All these crime scenes later, the best thing she had ever done in her life was not to do something.

Now Laura let the car idle and stared at the remains of Mrs. Ramsey’s stables.

She remembered the way it was: Everything in its place. The raked breezeway, the whitewashed tack room, the stable colors. Everything was in green or in a combination of yellow and green: the horse blankets, coolers, saddle blankets, buckets, leg wraps, even the rub rags. Everything. Yellow and green.

Now it looked as if the stables had been torn limb from limb like an animal. Ripped apart by a hungry beast and left to rot in the baking sun.

Sadness seeped down into a place she had thought was sealed up tight.

She was sorry she’d come.

She drove on, turning in at the house. The one-story California mission style home built in the twenties looked the same, except there were bars on the doors and ramps and railings for a wheelchair. The grounds were neatly trimmed, the lawn as green and groomed as a billiard table. Bougainvillea, hibiscus, bird of paradise, royal palm, and agave grew in profusion. Mission cactus forming a tall border around the lawn.

Beautiful.

The cars out front were different. Instead of Mercedes, BMWs, and Jay’s Range Rover, there was a large half- van half-SUV that Laura assumed Jay drove and an ancient Honda Civic.

This time she went to the front door.

She wondered what Ramsey looked like now. Seventeen years was a long time, and she knew just from what she’d read on the Internet last night that quadriplegics suffered from many side effects, many of them life- threatening.
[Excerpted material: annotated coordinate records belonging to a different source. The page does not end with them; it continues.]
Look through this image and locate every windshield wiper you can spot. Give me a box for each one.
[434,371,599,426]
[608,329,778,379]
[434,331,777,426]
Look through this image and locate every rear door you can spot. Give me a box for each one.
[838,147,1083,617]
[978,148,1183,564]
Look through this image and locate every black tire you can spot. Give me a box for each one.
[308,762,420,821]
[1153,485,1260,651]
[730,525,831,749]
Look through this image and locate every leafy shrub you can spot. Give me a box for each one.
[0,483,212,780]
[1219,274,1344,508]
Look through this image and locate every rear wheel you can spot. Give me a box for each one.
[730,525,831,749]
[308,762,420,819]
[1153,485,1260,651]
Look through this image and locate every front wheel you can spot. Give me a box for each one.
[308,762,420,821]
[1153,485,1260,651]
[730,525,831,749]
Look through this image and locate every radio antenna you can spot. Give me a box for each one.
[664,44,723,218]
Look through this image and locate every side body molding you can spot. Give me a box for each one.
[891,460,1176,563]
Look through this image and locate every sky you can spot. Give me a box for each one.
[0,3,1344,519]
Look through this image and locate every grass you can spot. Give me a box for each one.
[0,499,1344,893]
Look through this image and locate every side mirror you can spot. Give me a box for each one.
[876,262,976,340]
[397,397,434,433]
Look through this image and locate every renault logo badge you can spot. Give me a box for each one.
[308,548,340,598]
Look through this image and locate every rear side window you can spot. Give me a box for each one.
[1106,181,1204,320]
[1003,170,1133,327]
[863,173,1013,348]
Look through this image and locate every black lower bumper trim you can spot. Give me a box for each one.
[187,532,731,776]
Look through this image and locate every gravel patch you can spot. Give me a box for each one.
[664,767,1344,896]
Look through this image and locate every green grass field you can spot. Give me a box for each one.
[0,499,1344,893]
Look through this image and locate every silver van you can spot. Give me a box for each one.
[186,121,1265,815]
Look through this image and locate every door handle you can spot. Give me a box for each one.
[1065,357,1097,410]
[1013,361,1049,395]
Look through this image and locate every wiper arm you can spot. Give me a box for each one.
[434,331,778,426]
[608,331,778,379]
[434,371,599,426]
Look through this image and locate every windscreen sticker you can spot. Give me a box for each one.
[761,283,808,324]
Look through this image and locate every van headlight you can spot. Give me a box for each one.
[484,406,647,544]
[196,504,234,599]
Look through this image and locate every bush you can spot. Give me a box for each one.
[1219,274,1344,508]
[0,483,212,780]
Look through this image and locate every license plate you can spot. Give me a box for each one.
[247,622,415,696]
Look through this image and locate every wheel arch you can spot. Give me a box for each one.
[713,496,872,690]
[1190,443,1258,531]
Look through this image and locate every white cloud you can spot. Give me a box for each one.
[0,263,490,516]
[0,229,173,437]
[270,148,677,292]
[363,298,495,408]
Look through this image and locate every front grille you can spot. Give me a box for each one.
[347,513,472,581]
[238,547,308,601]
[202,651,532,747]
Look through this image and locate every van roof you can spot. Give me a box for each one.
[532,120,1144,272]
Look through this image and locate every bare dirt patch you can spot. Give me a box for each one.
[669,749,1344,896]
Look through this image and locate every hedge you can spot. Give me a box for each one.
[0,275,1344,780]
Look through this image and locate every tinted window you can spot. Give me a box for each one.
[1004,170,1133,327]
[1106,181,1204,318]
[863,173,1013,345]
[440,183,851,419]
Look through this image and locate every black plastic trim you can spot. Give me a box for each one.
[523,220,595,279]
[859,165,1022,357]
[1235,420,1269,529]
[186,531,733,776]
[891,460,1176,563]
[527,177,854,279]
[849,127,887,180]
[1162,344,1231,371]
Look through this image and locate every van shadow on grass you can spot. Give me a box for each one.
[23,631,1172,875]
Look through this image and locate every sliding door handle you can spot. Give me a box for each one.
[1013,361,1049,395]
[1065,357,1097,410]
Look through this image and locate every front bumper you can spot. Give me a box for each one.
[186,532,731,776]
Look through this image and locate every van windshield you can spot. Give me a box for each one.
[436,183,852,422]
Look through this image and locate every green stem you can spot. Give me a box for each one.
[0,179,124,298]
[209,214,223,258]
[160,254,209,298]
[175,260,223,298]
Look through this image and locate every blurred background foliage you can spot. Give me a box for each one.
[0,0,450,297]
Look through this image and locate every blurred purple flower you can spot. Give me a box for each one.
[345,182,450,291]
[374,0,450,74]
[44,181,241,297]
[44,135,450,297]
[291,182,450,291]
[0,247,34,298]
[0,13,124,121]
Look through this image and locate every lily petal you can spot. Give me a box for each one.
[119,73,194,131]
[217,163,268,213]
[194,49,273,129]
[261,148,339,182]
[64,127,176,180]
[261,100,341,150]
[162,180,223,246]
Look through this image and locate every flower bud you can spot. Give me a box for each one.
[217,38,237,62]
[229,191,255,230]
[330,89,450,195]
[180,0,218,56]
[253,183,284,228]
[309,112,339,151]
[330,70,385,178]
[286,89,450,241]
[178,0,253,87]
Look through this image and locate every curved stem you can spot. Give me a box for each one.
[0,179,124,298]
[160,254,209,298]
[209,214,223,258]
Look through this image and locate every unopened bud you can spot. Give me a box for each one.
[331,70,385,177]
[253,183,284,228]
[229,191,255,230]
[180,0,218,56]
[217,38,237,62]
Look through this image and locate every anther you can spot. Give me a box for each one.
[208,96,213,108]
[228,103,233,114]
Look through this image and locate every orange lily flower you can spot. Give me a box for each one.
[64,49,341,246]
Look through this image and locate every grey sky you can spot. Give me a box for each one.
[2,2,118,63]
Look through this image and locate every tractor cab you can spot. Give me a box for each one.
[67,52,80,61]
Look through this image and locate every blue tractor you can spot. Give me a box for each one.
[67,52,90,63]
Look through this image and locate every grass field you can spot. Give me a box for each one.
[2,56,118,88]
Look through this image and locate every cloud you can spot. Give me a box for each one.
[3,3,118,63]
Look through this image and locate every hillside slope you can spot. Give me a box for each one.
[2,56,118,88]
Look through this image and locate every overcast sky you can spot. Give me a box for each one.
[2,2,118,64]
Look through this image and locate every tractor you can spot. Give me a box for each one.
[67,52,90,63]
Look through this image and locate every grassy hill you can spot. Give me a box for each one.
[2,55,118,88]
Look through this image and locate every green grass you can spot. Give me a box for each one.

She had thought that being paralyzed meant you couldn’t walk, couldn’t move certain parts of the body. Thought of it as dead wood, but reading the articles made her realize that the body was still living tissue, and because it could not do what it was meant to do, there were grave repercussions.

What was he like now? She remembered him whacking a tennis ball, the sun shining on his blond hair, his lean, muscular body darkly tanned against his white shorts. The few times he looked at her, she thought she saw a spark of interest. Flattering herself that a college boy might be attracted to her.
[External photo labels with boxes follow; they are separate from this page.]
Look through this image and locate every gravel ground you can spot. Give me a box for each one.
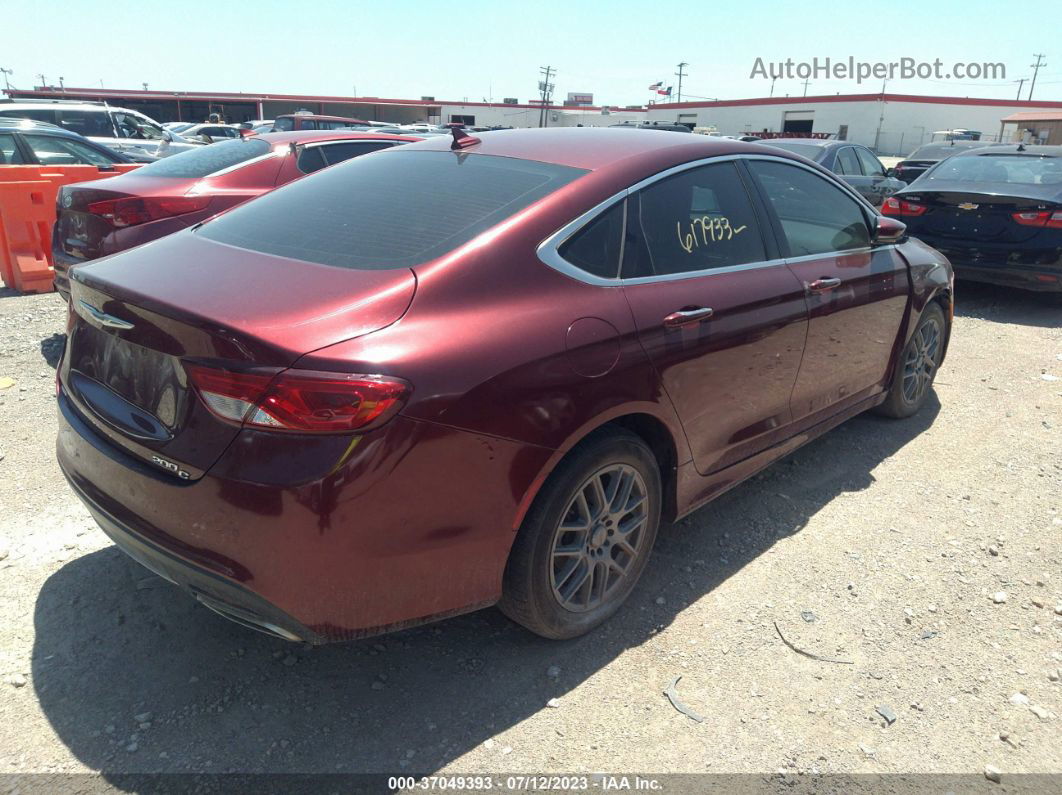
[0,284,1062,785]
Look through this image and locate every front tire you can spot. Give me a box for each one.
[877,304,945,419]
[498,429,661,639]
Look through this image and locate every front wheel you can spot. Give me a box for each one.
[498,430,661,639]
[877,304,944,418]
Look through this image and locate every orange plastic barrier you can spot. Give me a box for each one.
[0,163,139,293]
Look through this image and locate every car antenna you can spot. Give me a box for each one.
[450,127,483,149]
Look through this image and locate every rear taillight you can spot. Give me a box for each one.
[88,196,210,226]
[186,365,411,433]
[881,196,929,217]
[1011,210,1062,229]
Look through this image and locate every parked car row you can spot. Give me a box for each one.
[55,128,953,643]
[52,131,419,297]
[0,100,203,158]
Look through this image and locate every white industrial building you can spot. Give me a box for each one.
[7,87,1062,155]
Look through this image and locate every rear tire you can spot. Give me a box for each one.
[875,304,946,419]
[498,428,661,640]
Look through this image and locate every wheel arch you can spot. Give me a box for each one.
[512,407,692,534]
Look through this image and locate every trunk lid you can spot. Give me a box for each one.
[896,185,1057,243]
[61,231,416,480]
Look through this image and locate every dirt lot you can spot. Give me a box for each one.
[0,284,1062,784]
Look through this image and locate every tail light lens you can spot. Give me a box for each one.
[88,196,210,226]
[881,196,929,218]
[1011,210,1062,229]
[186,365,411,433]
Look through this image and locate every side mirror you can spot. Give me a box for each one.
[871,215,907,245]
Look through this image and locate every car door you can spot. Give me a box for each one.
[854,146,906,207]
[749,159,910,432]
[621,158,807,474]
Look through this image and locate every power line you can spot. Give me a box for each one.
[675,61,689,102]
[1029,52,1047,102]
[538,66,556,127]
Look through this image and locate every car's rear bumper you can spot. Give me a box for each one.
[911,238,1062,292]
[56,394,551,643]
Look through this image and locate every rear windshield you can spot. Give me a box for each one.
[199,144,586,270]
[923,155,1062,188]
[907,143,984,160]
[767,141,822,160]
[136,137,270,178]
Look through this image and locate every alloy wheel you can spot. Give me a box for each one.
[550,464,649,612]
[904,318,941,404]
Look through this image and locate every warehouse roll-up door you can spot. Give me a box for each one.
[782,110,815,133]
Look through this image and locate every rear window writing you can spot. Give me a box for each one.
[136,137,270,178]
[199,150,586,270]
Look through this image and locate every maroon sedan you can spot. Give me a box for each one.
[52,131,421,298]
[57,128,952,643]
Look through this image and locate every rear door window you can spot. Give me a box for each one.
[834,146,862,176]
[623,162,767,278]
[22,133,114,166]
[0,133,25,166]
[198,150,586,270]
[749,160,870,257]
[137,137,270,178]
[856,149,885,176]
[59,110,115,138]
[558,202,623,279]
[0,107,59,124]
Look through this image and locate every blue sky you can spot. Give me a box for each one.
[0,0,1062,104]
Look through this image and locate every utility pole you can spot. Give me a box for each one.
[674,61,689,102]
[1029,52,1047,102]
[538,66,555,127]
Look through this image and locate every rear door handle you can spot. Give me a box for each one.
[807,276,841,293]
[664,307,715,328]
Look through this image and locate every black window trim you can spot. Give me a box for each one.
[535,154,879,287]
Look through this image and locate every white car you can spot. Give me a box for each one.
[179,123,240,143]
[0,100,204,157]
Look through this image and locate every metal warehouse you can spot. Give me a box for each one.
[7,86,1062,155]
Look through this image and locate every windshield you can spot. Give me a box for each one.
[923,155,1062,186]
[768,141,823,160]
[199,144,586,270]
[112,110,166,140]
[130,137,270,178]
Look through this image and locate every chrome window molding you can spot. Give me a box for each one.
[535,153,879,287]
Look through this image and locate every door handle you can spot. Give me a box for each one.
[807,276,841,293]
[664,307,715,328]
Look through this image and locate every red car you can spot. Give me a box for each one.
[57,128,953,643]
[52,131,422,298]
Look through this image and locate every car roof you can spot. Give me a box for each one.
[253,129,424,143]
[763,138,841,146]
[274,114,365,124]
[953,143,1062,157]
[0,116,84,139]
[390,127,797,171]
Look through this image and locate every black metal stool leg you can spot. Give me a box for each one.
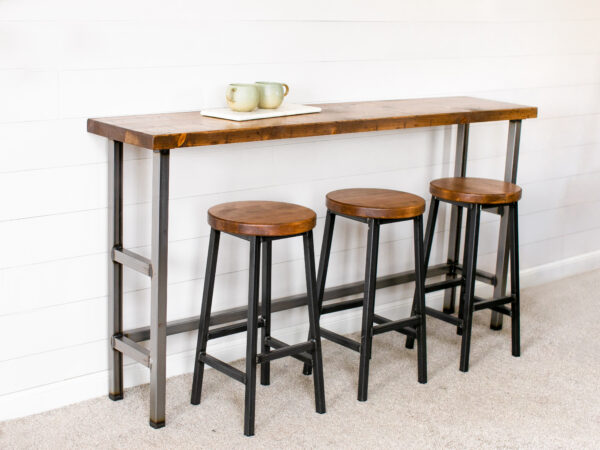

Laura assumed that after all this time the quadriplegia would have taken its toll. Jay Ramsey was in his late thirties now. Galaz had told her he was a C6-7 quadriplegic, having suffered a break between the C6 vertebra and the C7. According to Galaz, Ramsey had pretty good control of most over his upper body, including use of his hands. His life expectancy wasn’t much shorter than the life expectancy for anyone.

She knew, though, that there were many dangers: dysreflexia, which could lead to stroke, respiratory problems, kidney and bladder problems, muscle spasms, skin breakdown, pneumonia. According to Galaz, Jay Ramsey’s disabilities had not stopped him from starting and building one of the top Internet security businesses in the country.

“He started out as a hacker,” Galaz told her. “Got himself into trouble with the wrong people. After the shooting, he straightened himself out and never looked back. Even if his family didn’t own J.J. Brown, he would have made it big-time. Unbelievable intellect.”

J.J. Brown was a discount department store with high-end products, much like the outlets today, started in the 1920s. The Ramseys had been the beneficiaries of that wealth ever since.

She rang the bell, thinking how much she didn’t want to be here. I’ll make an idiot of myself. I won’t know how to talk to him, I’ll stare …

She heard a stirring inside. The door opened and Laura was hit by a blast of refrigerated air. The man in the doorway wore a white knit shirt, chinos, and bedroom slippers. He reminded her of a plump, soft dove.

“Detective Cardinal?” he asked. He looked vaguely disappointed. What was a lifesaver supposed to look like? Superwoman? He pushed open the door and held it as she walked in. “Jay has been waiting—he’s quite excited. He’s in his study.”

Laura followed him into the hallway that led off the kitchen.

She prepared herself. With all the dangers, all the bad things that could happen—muscle spasms, cord pain, bedsores, bladder problems—she expected he would already be a ruin of a man.

Freddy opened the door to the room.

The sun spilled in shuttered stripes across the Berber carpet. Laura could barely see through the dust motes. A massive cherrywood desk, a large computer monitor, a horse statue from the Tang dynasty. And the shape in the wheelchair.

Hitting the ball backhand, flaxen hair catching the sun—

Her eyes adjusted to the light.

He looked exactly the same.

In a strange moment of deja vu, she was a kid again with a crush on the privileged, older son of a wealthy family. Suddenly she was that tongue-tied girl, mouth dry and heart beating fast.

Jesus. You’re a grown woman. You have a boyfriend and everything. Grow up.

His hair was the same vibrant pale gold. His face would be angelic if it weren’t for the amusement in his eyes.

The same look he gave me when I was fourteen.

He had the same lean, handsome face, elegant nose, and penetrating blue-green eyes. He wore very expensive, but casual clothing, and it fit his lithe body well. Pushing forty, but he didn’t look it. It was as if he’d been frozen in amber.

Aware she was staring.

“Laura,” he said warmly. “It’s good to see you again.” Not the voice of a sick man.